Week 2 Moments

Here are some of my "aha" moments captured in this second week.


Experience is What You Get:

Quote:  "Visualize yourself at age seventy (or one hundred if you are an optimist). The setting can be an awards dinner, or if your tastes are slightly more morbid, your own funeral. Which role from your life do you want the speaker to mention first? Second? Third? What do you want them to say? How do you feel about the areas that have been left out? In this exercise are the sparks of a calling." (Stars and Stepping Stones: Jeff Sandefer)

Quote:  "setting priorities that allow you to accomplish as much as possible. It is about choosing how to spend your last minute in the day or your last dollar or your last bit of energy." (Stars and Stepping Stones: Jeff Sandefer)


Quote: "Stars and steppingstones are about finding a purpose in your life: understanding what is fundamentally important, setting lifelong goals, arranging steppingstones to reach those goals, and making course corrections when reality intervenes." (Stars and Stepping Stones: Jeff Sandefer)


Quote: "Now, here’s the part you may not have thought about—I certainly hadn’t until a few years ago: After the Lord charges us to anxiously pursue good causes, the next verse begins: “For the power is in them” (D&C 58:28). Think about that. The Lord hasn’t just told you to pursue good causes, He has equipped you with power to do so. You—you personally—are full of divine capacities to do good that you probably don’t even fully appreciate." (What Is Your Calling in Life?: Jeffery Thompson)


Quote: "experience is what you get when you didn’t get what you wanted" (Randy Pauschs Last Lecture: Randy Pausch)


Quote: "Never lose the childlike wonder.  Loyalty is a two way street.  Never give up.  You get people to help you by telling the truth.  Apologize when you screw up and focus on other people, not on yourself.  Don’t complain. Just work harder.  And be prepared. Luck is truly where preparation meets opportunity."  (Randy Pauschs Last Lecture: Randy Pausch)


Quote: "Remember brick walls let us show our dedication. They are there to separate us from the people who don’t really want to achieve their childhood dreams. Don’t bail. The best of the gold’s at the bottom of barrels of crap." (Randy Pauschs Last Lecture: Randy Pausch)

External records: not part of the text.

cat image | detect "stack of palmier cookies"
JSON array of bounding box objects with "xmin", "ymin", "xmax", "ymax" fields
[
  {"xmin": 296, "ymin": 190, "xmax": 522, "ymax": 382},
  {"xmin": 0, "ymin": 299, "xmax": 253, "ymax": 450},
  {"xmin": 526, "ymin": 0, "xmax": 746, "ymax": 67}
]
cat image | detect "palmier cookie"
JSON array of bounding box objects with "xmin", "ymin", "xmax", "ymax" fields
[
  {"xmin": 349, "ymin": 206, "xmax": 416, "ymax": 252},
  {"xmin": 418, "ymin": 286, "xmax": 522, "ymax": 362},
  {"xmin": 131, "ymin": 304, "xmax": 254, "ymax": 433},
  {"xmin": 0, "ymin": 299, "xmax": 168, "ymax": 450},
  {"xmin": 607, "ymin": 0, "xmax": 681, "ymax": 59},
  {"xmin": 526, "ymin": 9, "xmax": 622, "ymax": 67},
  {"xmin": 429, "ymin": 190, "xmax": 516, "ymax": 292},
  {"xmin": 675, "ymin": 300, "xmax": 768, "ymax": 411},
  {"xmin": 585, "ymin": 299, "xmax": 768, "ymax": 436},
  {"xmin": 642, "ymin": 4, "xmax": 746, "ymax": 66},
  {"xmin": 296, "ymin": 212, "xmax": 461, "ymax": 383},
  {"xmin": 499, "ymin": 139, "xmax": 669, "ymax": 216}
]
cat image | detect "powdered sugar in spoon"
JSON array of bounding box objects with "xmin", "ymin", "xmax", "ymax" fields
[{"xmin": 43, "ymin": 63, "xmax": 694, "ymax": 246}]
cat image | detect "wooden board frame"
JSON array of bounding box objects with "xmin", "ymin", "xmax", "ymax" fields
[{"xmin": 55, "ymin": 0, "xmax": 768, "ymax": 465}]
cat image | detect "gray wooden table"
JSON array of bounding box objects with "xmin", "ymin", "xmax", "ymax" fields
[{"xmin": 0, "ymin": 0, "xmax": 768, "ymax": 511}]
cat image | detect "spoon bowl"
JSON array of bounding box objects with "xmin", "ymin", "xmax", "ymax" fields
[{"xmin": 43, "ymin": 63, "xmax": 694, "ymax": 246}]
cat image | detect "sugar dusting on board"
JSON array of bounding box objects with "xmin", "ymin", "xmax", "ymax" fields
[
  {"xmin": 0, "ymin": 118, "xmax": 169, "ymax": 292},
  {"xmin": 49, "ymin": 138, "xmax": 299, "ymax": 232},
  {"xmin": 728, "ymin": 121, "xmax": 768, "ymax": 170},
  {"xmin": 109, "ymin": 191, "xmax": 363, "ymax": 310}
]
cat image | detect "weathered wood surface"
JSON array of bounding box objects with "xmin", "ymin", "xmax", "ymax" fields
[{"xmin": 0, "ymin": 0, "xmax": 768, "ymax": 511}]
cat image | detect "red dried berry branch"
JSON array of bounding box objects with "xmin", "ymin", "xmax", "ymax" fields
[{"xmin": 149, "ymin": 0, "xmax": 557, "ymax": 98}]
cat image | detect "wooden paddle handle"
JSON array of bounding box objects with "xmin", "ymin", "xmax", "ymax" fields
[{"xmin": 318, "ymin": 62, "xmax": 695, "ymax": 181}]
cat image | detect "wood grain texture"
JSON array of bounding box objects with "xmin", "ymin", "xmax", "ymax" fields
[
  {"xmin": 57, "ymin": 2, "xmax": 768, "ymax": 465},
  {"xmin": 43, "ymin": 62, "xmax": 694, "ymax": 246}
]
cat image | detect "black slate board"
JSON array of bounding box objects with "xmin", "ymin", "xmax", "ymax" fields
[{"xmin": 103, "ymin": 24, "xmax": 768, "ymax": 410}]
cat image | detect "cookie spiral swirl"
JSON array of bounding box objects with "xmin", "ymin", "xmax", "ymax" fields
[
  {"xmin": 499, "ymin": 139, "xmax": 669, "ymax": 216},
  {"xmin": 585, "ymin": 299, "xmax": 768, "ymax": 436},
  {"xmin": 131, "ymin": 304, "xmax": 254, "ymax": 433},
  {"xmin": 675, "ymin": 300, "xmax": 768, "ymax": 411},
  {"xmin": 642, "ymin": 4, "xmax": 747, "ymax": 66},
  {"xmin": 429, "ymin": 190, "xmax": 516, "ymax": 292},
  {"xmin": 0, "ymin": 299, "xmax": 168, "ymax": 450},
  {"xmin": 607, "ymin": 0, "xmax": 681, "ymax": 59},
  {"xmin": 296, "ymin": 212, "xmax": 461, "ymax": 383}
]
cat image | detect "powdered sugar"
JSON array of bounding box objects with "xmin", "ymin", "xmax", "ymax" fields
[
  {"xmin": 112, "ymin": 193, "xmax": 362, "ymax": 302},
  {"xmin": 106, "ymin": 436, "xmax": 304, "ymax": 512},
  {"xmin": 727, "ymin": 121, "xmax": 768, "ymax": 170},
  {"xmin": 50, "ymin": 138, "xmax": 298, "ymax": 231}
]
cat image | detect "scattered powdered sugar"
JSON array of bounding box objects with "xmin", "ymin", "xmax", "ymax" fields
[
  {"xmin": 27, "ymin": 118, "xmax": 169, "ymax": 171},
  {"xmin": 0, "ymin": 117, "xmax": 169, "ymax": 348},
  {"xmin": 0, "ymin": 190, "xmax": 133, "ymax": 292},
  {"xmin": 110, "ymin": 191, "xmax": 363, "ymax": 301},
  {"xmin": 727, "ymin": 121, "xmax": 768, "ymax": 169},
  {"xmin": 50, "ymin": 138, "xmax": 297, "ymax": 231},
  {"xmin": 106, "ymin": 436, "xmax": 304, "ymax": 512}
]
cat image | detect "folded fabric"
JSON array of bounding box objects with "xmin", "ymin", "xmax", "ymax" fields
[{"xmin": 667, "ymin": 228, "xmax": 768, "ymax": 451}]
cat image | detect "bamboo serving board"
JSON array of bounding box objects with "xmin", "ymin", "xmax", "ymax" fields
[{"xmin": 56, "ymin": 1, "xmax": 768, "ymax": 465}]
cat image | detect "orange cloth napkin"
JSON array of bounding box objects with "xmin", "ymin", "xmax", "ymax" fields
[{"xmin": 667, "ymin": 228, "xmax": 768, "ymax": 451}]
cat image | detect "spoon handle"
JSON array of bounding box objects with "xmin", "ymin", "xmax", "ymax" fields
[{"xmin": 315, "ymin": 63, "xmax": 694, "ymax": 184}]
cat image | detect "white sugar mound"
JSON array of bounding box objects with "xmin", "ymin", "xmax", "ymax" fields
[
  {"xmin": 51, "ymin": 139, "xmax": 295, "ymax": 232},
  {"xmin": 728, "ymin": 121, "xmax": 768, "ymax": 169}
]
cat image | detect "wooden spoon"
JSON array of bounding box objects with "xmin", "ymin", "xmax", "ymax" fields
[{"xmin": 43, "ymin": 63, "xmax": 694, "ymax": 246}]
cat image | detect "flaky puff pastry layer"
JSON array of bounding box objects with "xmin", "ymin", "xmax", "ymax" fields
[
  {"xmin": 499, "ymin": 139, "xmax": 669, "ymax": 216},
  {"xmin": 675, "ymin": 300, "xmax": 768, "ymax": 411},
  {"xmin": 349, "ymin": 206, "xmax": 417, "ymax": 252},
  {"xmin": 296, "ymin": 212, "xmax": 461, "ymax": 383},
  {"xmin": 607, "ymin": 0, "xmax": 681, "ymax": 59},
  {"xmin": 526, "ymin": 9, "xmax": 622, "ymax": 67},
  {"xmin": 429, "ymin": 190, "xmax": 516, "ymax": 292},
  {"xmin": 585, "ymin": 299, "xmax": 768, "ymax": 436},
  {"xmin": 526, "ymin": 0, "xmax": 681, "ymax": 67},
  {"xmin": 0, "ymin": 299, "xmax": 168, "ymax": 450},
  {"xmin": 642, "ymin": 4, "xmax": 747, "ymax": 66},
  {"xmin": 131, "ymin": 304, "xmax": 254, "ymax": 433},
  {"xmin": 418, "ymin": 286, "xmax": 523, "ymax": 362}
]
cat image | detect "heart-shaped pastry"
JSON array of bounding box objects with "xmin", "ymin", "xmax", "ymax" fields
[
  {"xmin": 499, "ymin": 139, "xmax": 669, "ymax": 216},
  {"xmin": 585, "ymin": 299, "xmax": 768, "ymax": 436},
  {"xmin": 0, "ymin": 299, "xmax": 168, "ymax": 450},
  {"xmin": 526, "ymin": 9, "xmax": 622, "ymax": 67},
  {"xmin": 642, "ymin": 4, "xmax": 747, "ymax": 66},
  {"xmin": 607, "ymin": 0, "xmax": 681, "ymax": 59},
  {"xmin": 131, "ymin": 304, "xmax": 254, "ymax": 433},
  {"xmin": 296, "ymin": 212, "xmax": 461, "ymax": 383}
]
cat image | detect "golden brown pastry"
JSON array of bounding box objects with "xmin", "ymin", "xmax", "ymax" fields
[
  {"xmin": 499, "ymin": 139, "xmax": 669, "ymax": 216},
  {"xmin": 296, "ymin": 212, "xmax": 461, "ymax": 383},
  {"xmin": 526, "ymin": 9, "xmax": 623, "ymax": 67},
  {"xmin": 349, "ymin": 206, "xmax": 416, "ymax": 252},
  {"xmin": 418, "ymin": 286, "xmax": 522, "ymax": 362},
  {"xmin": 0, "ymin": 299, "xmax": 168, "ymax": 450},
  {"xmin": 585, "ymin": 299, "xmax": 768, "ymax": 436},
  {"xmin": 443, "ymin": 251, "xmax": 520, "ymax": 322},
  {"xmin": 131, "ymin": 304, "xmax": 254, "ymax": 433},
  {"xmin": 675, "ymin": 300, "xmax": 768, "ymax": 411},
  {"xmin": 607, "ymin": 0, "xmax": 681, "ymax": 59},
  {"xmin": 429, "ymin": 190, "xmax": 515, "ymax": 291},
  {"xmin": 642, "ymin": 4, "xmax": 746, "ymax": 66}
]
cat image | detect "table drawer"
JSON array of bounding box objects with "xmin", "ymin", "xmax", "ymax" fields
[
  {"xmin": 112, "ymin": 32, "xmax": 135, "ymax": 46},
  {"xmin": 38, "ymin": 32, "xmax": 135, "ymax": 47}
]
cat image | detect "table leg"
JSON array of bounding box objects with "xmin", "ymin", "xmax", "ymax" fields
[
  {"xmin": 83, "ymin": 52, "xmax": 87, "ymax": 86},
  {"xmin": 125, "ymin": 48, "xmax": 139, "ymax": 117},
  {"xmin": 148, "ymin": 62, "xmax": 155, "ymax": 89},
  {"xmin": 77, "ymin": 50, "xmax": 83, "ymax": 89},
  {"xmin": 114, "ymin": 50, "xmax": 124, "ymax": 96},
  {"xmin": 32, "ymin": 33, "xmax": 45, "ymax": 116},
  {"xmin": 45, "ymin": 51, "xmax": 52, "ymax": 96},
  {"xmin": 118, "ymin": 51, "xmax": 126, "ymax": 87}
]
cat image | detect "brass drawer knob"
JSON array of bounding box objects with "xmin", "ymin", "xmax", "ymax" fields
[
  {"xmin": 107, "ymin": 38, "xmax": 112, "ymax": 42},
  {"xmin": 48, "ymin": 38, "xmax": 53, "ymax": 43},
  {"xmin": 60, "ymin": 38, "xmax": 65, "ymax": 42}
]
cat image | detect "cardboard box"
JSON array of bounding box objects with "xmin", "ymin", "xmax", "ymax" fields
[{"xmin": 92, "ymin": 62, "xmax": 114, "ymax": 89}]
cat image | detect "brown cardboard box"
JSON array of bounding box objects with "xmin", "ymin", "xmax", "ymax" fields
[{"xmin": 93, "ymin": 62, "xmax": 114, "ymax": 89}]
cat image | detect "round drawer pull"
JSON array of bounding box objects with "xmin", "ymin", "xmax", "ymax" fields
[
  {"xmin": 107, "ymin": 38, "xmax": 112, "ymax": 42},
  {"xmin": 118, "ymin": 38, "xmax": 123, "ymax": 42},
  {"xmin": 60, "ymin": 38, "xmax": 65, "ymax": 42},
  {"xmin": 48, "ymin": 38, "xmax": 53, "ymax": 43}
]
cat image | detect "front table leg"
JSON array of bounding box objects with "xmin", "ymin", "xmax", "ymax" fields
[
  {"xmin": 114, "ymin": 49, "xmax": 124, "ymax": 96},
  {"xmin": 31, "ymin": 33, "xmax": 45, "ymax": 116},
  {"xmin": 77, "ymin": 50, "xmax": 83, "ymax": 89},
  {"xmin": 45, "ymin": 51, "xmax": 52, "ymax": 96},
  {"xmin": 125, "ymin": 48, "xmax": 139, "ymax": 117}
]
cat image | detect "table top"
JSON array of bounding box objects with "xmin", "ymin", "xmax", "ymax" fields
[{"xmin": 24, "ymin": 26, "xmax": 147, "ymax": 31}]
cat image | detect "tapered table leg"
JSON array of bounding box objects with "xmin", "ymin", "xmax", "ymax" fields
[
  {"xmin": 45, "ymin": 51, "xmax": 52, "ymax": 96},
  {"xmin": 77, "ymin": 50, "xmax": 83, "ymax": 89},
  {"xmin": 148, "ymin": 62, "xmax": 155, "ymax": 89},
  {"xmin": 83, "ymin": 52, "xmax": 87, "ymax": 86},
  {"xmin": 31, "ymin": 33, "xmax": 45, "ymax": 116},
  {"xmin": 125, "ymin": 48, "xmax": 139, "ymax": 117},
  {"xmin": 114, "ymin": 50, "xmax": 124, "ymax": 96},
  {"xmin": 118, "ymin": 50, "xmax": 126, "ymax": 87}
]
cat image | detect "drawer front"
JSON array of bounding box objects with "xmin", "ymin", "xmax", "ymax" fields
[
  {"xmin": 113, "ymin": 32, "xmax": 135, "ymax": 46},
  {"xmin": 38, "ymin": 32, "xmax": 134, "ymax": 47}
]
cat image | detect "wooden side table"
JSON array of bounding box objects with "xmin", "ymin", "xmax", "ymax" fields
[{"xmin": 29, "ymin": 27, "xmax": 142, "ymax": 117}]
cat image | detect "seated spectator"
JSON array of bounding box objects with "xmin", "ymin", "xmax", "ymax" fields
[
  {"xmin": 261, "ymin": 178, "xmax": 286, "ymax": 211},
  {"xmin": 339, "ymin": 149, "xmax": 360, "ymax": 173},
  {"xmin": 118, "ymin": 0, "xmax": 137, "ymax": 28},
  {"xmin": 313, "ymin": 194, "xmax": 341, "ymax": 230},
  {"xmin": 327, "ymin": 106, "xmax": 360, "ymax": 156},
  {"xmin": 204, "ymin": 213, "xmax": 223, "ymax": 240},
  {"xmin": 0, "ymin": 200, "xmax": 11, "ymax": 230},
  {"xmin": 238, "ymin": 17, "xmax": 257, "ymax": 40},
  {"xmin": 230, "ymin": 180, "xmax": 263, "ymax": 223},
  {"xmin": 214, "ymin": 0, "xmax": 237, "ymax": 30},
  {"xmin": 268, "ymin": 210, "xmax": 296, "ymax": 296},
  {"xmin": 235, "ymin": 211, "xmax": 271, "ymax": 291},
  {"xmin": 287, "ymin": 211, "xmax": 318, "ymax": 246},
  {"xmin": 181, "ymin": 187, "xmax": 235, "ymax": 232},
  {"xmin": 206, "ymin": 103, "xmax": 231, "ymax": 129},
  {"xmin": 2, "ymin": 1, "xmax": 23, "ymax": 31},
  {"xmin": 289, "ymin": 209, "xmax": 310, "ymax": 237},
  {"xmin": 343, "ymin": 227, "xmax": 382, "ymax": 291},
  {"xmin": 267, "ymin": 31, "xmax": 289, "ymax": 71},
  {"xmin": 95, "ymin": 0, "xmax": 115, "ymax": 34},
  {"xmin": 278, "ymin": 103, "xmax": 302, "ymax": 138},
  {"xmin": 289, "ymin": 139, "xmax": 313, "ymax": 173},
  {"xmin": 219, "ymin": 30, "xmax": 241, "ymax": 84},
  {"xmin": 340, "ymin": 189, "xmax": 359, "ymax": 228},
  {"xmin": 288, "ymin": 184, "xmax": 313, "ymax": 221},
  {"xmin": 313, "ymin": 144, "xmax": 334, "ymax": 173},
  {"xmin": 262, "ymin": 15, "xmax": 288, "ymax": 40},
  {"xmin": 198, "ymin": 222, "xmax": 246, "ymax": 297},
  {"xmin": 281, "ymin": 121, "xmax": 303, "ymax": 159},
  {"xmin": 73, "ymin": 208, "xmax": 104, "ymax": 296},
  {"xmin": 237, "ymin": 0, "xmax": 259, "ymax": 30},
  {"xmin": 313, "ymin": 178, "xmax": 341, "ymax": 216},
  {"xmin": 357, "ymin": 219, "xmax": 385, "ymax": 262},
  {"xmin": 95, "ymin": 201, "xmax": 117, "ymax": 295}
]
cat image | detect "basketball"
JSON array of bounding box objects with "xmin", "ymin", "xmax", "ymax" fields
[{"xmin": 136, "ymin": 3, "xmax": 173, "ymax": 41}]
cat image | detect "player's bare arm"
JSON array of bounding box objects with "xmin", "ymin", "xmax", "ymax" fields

Quote: "Find the best in everybody…. you might have to wait a long time, sometimes years, but people will show you their good side." (Randy Pauschs Last Lecture: Randy Pausch)


Quote: "Experiments are not all successes.  You are testing something out.  Like a 300 page book.  It can be intimidating and you may not be sure you want to make that kind of commitment.  Instead, commit to reading the first 10 pages to see if it is something that is worth your time.  Then you end up reading ten, then twenty books this way.  You can try anything for a day.  You are failing but with a little bit of experience attached each time.  Quoting Thomas Edison: “I haven’t failed.  I’ve just found 10,000 ways that do not work.” (Treat Life As An Experiment: Tom Kelley)


Thoughts:  
Randy Pausch, like many others, was a dreamer.  Not all dreamers are successful however.  The thing that made Randy achieve his dreams is summed up in one of his statements, "experience is what you get when you didn’t get what you wanted".  To Randy there were no bad experiences, just learning opportunities.  Every moment was a teaching moment.  Even brick walls were opportunities.  What an amazing way to view life.
   I think that dreaming is important but it is not enough to reach success.  My father is a dreamer but is easily distracted by the next "big opportunity".  Dreamers need focus and dedication.  They need to be ready to make it to the other side of the brick wall.  I have never been much of a dreamer.  That is probably why it has taken me so long to decide on what sort of education I wanted to achieve.  The closest thing I can think of that was sort of a childhood dream was to be a teacher.  It wasn't anything I was particularly passionate about rather it was something I could answer when asked what I wanted to be when I grew up.  Cake decorating is something I have discovered as an adult and is really the first thing I have found that I am passionate about.  I think this is something that will help me achieve this dream.  It is something I am focused on and I am not likely to become distracted by other dreams.
   I loved Tom Kelley's talk on treating life as an experiment.  It goes along with Randy's thoughts on experience.  I want to work on changing my views on failure.  Experiments are worth the time you give them even if they turn into experience.